Early in the book, her mother becomes pregnant and they all live in anticipation of a child in their household, but several compounded mistakes change their lives forever. Her father leaves a bucket of kerosene sitting near the stove and her mother, thinking it is water, begins to pour it into a pot to make coffee. The heat of the stove ignites it and her mother runs outside to call her father. Thinking it will burn the house down, Billie Jo grabs it and throws it out the door–just as her mother is turning to go back inside. The effect is devastating. Her mother suffers burns over most of her body and Billie Jo herself suffers terrible burns on her hands. Her mother dies giving birth to her baby brother, who dies shortly afterward.
It seems to Billie Jo that she receives most of the blame, for throwing the pain, even though it was her father who should never have the kerosene anywhere near the stove. Blame is almost inconsequential. Her father retreats into silence and Billie Jo suffers with her burned hands, unable to play the piano anymore.
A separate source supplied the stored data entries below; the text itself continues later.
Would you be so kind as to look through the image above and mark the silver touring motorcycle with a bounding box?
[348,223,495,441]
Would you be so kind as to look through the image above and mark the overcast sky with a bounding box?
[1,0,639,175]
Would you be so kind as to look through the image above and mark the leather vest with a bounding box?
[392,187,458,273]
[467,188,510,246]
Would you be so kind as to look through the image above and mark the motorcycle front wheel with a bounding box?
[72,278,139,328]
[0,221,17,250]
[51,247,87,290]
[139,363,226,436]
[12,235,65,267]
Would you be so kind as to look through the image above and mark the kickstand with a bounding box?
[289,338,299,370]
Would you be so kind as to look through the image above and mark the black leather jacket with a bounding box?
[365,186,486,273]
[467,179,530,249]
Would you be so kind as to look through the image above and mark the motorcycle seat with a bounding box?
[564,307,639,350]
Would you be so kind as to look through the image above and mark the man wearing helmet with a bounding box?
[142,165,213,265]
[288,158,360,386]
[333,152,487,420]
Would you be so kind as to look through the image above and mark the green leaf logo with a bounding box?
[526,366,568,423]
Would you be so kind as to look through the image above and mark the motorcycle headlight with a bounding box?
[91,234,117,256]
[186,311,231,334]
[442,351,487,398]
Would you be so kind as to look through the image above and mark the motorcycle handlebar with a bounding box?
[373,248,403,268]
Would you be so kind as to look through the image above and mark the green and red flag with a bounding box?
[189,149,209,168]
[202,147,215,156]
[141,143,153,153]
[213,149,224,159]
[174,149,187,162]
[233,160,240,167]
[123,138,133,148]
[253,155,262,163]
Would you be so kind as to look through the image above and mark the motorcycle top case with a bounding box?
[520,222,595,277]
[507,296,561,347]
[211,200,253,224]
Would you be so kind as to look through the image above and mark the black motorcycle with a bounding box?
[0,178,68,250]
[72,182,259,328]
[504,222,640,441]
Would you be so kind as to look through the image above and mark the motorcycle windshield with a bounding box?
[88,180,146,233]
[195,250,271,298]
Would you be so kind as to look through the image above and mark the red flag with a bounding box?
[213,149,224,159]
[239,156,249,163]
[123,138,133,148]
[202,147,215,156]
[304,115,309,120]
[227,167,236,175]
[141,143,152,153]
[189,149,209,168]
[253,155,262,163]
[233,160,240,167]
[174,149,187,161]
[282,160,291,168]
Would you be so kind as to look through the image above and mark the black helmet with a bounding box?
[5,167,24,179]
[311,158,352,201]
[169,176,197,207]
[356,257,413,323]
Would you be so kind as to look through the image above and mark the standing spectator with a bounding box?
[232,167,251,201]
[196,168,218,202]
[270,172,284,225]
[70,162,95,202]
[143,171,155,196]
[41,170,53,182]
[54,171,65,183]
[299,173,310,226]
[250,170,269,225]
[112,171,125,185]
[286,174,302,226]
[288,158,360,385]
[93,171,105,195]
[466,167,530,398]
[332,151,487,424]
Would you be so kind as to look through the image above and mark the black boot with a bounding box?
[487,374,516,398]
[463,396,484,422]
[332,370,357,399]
To see how they cope with these trials, you will need to read the book, because I’m not going to give away any more information.
It is a novel. The way the poems are structured, the way the story unfolds, the arc of the characters, and the internal growth of Billie Jo–all this tells me that this is not only a novel, but a very good novel.
If the purpose of a novel is bring forth emotion in the reader, Out of the Dust is extremely successful. Karen Hesse pulls us resolutely into Billie Jo’s world, brings us to deeply care about her character, and develops a coherent, beautifully written story. The world feels real, but that world is only a backdrop for a landscape that exists inside a human being, coping with her own issues, trying to find herself in a moonscape that refuses to bring forth anything green. That Hesse is able to find that wellspring inside the girl, to tap it, and bring it forth as if it were a gentle, soaking rain, is an admirable feat of writing!
A beautiful book. I highly recommend it, not only for Young Adult readers, but for everyone.